Toronto has definitely presented itself to me, in as many opportunities as possible, as an open, diverse, tolerant place. Yes, it doesn't manage to behave like that 100% of the time, but it certainly ranks incredibly high in consistency and congruence when it comes to tolerance and celebration of diversity. About half of Toronto's population was born OUTSIDE CANADA; about half of Torontonians are what they call "visible minorities" (and, with such numbers, the concept of "visible minority" is about to take a 180 degree turn); dozens of languages are spoken here, dozens of religious beliefs and cuisines share this space. At one of the most popular squares you find advocates of Islam, advocates of Christianity, promoters of knowledge about black history, conspiracy theorists... as well as people who might question them, but always with a very firm air of respect and non-violence. Sexual diversity is also very present, with a gay village, an LGBT film fest, LGBT Pride celebrations that last for a week or so, and night-clubs and parties that cater to open-minded people and where revelers of all sexual orientations/preferences party together. Like I said, this doesn't mean that there aren't unfortunate incidents caused by ignorance and/or intolerance, but those would seem most definitely the exception.

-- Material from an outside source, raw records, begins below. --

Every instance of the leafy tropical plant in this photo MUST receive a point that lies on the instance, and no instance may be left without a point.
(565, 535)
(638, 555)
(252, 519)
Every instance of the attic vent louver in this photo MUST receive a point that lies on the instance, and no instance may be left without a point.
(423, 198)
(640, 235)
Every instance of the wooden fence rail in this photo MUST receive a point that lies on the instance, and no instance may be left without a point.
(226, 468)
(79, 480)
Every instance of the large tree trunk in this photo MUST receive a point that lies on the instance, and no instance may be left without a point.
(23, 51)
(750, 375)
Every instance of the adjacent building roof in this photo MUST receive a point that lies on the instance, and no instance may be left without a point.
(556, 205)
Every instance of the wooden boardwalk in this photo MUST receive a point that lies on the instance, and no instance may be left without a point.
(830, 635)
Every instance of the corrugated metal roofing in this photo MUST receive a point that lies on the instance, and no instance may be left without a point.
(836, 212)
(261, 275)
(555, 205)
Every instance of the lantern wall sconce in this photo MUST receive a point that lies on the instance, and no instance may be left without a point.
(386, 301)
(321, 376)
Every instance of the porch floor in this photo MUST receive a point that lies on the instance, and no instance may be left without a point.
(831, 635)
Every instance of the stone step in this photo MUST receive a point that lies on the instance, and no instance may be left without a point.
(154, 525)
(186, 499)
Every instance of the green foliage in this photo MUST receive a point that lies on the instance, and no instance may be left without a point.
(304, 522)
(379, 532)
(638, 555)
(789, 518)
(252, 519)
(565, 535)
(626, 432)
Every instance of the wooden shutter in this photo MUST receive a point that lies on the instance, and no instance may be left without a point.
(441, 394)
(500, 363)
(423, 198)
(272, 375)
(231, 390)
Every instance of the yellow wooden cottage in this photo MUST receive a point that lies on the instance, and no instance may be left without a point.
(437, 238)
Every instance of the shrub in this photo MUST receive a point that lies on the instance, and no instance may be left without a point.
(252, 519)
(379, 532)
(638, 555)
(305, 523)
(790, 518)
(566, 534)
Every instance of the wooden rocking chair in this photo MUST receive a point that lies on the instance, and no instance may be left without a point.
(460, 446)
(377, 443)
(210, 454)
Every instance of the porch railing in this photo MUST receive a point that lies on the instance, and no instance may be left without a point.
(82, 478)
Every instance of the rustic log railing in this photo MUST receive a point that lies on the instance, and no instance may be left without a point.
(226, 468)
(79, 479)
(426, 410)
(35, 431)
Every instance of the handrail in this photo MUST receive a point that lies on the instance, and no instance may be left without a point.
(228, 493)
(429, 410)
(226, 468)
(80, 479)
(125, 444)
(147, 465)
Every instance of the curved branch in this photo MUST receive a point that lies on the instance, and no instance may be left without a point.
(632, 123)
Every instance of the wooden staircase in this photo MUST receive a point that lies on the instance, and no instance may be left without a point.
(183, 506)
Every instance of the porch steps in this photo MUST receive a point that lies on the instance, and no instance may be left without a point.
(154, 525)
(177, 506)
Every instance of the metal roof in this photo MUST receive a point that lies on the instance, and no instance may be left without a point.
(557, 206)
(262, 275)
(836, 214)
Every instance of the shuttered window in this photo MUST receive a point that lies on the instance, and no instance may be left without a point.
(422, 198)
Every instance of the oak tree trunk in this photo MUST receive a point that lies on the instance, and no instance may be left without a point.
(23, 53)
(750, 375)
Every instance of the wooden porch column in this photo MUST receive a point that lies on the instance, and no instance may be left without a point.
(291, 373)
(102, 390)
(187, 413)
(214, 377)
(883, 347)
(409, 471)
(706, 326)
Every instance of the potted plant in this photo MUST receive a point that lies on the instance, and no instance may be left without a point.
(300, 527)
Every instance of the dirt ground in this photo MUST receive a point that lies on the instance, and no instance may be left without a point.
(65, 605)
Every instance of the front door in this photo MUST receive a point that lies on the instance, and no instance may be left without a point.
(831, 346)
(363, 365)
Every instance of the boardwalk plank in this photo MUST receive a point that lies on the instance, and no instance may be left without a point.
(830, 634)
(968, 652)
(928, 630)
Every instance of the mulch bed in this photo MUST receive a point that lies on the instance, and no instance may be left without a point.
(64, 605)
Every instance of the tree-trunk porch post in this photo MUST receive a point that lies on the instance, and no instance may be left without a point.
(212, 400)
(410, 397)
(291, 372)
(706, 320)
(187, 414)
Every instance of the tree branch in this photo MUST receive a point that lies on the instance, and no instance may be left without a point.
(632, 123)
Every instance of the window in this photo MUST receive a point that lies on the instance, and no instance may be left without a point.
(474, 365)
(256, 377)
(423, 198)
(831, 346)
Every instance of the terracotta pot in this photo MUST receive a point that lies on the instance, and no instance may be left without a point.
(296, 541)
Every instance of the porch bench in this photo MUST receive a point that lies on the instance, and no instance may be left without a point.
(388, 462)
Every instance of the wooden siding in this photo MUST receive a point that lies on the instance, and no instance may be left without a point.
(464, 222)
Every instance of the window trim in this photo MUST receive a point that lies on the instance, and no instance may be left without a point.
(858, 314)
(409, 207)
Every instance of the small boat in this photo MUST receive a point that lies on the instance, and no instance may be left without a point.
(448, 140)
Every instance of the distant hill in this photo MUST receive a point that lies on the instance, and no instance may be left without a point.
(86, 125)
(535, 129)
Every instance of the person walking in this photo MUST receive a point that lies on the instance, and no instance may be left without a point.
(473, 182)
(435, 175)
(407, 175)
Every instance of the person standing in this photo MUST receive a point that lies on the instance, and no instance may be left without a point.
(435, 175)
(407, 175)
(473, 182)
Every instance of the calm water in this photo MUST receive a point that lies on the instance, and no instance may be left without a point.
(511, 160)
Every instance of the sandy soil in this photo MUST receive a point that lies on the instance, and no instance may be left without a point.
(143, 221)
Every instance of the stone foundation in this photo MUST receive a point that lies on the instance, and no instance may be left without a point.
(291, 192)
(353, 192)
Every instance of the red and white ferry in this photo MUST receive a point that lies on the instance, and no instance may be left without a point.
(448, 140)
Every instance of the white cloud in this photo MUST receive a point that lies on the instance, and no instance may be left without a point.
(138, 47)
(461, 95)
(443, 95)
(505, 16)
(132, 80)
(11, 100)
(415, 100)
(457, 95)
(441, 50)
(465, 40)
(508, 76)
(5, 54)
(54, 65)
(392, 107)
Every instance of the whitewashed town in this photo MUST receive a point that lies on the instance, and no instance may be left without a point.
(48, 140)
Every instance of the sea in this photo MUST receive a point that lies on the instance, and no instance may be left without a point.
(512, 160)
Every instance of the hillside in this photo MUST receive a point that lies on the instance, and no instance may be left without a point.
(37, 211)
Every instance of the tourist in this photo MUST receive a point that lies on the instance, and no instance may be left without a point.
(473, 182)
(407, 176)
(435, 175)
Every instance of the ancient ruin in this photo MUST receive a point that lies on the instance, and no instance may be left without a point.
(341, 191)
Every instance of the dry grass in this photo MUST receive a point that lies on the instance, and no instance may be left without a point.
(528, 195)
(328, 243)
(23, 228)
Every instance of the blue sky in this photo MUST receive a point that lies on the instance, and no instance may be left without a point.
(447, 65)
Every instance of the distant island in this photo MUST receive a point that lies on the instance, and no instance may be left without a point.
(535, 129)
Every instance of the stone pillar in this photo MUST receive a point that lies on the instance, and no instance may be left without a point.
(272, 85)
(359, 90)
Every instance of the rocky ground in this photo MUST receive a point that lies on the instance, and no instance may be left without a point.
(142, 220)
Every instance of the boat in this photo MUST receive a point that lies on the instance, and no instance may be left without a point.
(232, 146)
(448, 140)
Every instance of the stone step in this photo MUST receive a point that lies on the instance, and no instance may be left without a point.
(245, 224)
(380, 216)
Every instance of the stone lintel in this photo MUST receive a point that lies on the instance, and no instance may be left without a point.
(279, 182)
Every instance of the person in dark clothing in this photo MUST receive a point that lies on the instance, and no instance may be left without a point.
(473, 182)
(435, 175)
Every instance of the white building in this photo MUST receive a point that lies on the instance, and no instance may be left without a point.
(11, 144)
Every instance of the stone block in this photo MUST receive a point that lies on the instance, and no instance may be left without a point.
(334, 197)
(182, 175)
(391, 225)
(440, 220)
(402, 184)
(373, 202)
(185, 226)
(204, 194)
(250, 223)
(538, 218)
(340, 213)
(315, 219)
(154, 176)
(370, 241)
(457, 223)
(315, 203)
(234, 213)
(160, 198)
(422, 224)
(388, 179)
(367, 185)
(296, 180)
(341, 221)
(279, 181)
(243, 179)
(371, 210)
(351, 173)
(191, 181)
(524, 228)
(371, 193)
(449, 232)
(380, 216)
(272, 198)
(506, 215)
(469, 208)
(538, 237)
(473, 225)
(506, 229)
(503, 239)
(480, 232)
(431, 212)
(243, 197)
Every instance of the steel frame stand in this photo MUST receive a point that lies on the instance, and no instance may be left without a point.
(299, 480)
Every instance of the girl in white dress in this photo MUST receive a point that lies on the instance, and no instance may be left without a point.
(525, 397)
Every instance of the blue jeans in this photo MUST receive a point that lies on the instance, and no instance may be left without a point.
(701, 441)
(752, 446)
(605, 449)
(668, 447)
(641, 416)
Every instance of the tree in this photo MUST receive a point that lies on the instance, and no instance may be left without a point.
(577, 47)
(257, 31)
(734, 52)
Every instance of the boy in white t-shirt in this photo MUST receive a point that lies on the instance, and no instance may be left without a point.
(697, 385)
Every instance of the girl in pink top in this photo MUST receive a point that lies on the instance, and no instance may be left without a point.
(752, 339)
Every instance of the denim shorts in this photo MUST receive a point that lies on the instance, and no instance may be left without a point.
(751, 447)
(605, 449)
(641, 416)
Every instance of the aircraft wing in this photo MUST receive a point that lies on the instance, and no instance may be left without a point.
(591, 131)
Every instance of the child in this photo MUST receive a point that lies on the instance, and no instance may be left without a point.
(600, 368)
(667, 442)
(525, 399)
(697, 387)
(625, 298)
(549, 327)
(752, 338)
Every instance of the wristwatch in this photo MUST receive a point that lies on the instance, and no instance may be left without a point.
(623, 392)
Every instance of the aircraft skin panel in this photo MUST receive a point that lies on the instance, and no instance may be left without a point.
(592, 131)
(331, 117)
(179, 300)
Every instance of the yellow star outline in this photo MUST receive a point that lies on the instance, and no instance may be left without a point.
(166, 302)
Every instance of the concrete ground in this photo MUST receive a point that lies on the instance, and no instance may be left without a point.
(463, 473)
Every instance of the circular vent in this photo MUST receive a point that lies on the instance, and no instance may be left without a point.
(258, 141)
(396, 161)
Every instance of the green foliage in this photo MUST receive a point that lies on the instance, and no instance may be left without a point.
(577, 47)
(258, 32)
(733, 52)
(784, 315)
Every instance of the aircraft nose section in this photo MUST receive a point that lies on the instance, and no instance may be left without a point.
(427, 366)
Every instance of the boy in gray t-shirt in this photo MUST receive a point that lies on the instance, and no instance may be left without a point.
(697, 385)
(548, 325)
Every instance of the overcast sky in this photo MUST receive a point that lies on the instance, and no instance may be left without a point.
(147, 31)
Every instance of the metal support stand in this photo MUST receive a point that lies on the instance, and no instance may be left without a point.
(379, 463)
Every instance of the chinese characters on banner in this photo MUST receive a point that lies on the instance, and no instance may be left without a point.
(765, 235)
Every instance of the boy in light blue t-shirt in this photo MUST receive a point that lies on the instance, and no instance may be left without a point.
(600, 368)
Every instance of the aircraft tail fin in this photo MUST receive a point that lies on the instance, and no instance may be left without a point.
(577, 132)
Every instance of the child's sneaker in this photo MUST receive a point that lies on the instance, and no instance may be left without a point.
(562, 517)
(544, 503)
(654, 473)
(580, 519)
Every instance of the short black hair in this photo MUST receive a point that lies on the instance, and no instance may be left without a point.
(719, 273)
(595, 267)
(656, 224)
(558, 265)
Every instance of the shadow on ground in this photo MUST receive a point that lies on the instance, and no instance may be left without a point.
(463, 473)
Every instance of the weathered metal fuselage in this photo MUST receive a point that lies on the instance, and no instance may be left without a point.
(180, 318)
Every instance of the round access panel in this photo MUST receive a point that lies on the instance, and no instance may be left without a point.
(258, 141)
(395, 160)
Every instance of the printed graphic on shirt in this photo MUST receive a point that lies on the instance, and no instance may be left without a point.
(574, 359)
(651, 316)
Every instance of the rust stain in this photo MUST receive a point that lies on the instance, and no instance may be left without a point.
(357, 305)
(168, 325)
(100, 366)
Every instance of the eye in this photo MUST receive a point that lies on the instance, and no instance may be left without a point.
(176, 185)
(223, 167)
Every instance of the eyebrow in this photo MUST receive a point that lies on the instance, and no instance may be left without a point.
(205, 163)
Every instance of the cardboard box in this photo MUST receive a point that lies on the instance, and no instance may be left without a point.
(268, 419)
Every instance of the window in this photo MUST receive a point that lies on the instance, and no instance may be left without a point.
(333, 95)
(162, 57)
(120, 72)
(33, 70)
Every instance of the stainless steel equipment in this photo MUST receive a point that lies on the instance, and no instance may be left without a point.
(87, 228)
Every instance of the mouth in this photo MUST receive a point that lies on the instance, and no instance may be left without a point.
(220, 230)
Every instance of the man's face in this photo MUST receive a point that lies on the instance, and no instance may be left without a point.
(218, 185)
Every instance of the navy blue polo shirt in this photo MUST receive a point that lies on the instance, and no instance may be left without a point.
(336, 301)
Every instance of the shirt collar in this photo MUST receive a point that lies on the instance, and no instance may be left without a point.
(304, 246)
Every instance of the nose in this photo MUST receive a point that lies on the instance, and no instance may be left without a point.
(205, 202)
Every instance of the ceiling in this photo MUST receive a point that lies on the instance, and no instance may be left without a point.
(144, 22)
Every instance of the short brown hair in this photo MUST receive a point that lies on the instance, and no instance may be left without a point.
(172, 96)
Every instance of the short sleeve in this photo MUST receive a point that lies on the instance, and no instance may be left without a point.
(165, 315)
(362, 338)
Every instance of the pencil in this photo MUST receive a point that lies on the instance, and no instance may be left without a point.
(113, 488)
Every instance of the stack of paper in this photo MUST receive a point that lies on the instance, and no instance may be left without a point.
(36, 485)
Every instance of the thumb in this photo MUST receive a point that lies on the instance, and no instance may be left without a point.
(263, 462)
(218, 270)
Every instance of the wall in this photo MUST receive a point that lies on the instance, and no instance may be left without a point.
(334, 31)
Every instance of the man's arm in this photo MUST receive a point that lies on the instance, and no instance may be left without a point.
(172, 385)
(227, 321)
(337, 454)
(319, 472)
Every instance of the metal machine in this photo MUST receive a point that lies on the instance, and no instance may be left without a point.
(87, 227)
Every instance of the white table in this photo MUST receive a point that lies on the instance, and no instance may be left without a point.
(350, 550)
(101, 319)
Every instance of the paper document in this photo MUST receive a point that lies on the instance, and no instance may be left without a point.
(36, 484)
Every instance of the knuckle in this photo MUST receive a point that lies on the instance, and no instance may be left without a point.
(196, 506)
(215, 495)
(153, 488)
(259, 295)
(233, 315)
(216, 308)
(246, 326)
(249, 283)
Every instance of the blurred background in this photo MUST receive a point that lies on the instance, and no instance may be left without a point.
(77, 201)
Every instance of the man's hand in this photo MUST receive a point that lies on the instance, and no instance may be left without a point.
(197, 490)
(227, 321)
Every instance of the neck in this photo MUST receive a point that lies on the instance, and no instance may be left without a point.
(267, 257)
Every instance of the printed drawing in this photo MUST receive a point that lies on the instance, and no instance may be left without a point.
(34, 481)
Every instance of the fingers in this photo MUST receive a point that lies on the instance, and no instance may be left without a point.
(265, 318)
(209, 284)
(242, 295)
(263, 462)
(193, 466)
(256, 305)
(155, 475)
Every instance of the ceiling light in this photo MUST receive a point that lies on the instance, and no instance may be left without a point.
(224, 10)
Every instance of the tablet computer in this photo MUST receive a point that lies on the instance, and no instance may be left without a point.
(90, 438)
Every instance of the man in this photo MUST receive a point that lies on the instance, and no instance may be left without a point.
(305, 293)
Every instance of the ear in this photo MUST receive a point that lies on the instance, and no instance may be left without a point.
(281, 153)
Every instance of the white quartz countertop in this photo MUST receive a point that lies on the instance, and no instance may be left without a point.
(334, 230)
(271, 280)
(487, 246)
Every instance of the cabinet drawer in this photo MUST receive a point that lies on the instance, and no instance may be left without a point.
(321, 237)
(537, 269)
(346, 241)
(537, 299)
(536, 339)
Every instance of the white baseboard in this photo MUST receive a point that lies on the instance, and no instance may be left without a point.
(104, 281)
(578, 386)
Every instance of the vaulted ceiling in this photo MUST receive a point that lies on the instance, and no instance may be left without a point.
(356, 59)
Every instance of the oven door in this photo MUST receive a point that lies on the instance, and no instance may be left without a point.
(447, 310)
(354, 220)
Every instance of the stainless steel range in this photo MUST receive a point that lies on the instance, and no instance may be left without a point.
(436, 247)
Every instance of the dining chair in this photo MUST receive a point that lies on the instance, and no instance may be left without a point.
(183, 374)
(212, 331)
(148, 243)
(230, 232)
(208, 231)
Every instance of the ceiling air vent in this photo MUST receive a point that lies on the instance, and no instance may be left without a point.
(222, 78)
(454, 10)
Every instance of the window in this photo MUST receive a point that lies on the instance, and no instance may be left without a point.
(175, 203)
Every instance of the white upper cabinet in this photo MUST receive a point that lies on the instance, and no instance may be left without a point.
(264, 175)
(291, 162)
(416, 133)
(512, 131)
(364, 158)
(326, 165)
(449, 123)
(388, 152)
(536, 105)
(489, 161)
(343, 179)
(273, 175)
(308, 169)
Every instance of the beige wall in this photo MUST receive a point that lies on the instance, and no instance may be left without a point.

So, how could this city not have a celebration called The Toronto Freedom Festival? On May first, at Queen's Park where, basically, people assert their right to CHOOSE, freely, and various exhibitors with a message to expose are given the opportunity to do so. The festival has taken place 3 years in a row, in a mostly peaceful atmosphere. And for the less politically minded, there's plenty of music and ethnic food.
Of course, if you look at the slideshow below, you might notice the abundance of marihuana symbols. And if you had been there, you would have quite noted the smell of pot all around you (and, after a while, you would have felt increasingly high, even without having smoked, lol). And yes, probably the majority of people there were smoking pot (and all of us were second-hand smokers, for sure). And not only that, those people actually marched for the legalisation of marihuana. And, in keeping with the spirit of the festival, they marched, freely, escorted by police who seemed more worried about keeping demonstrators safe from traffic than about any disturbances the demonstrators could cause (which, in the end, were none).
You may or may not agree that legalising marihuana is a wise choice; you may have your opinion on how legalising it would harm or support organised crime and you may or may not have proof for either; you may have quite strong opinions against (or even in favour) of people who regularly smoke pot; but discussions about any of those issues could easily become very heated and the simple fact that these people can get together and in a completely peaceful way demonstrate against the status quo and that they can do so without suffering violence from others who may disagree with them, is quite remarkable in an of itself. Plus, it's a wonderful opportunity to see all sorts of colourful and creative marihuana pipes.